Background/Question/Methods
Biological monitoring methods based on environmental DNA (eDNA) have emerged to complement traditional methods. These eDNA methods allow for the non-invasive detection of species and the reconstruction of community assemblages, but the reliance on DNA limits their applications to species identifications. In contrast, the RNA molecule can provide an additional layer of functional information. Harnessing functional information from environmental RNA (eRNA) has recently been proposed as a non-invasive method for assessing the ecological health of communities and physiological status of organisms through gene expression profiling. We broadly define eRNA as the RNA extracted from the environment, which includes extra-organismal RNA (eoRNA) released by macroorganisms into the environment, as well as whole microorganisms.
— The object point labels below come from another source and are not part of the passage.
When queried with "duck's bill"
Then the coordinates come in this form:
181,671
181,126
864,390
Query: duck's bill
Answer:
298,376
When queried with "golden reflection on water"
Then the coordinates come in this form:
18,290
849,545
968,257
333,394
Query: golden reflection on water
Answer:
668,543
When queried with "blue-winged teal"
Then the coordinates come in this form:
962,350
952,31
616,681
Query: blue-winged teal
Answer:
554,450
In this study, we test whether environmental transcriptomics, defined as eRNA based gene expression profiling, can provide functional insights into the ecological health of communities. We exposed to heat stress a simple freshwater community composed of bacterio- and phyto-plankton and the macro-zooplankton Daphnia pulex. We collected and sequenced eRNA (after the removal of Daphnia) as well as organismal RNA (oRNA) directly from Daphnia tissue, enabling comparisons between eRNA and oRNA based gene expression profiles.

Results/Conclusions
Environmental transcriptomics remained untested, despite recent work demonstrating the persistence and extractability of eoRNA from the environment. Our findings revealed that environmental transcriptomics is sensitive enough to detect the heat stress response of progenitor organisms in the absence of these organisms. From eoRNA, we detected thousands of Daphnia pulex genes and identified a subset of genes that were differentially expressed (DE) between the control and heat stress temperature conditions. These eoRNA identified DE genes exhibited similar levels of relative expression as their oRNA counterparts. Additionally, within all eRNA reads, we detected a community wide response including microorganism DE genes and a shift in protein groups and functional pathways as a response to the heat stress. Our study demonstrates that environmental transcriptomics can reveal the functional response of macro- and micro- organisms (both eukaryotic and prokaryotic) to heat stress. The capacity to infer the physiological states of organisms from non-invasive eRNA samples would represent a substantial improvement for animal welfare. We believe that environmental transcriptomics has broad potential implications for biological monitoring applications as it allows for the non-invasive monitoring of health for multi-trophic communities, and tracking of conditions at the ecosystem level.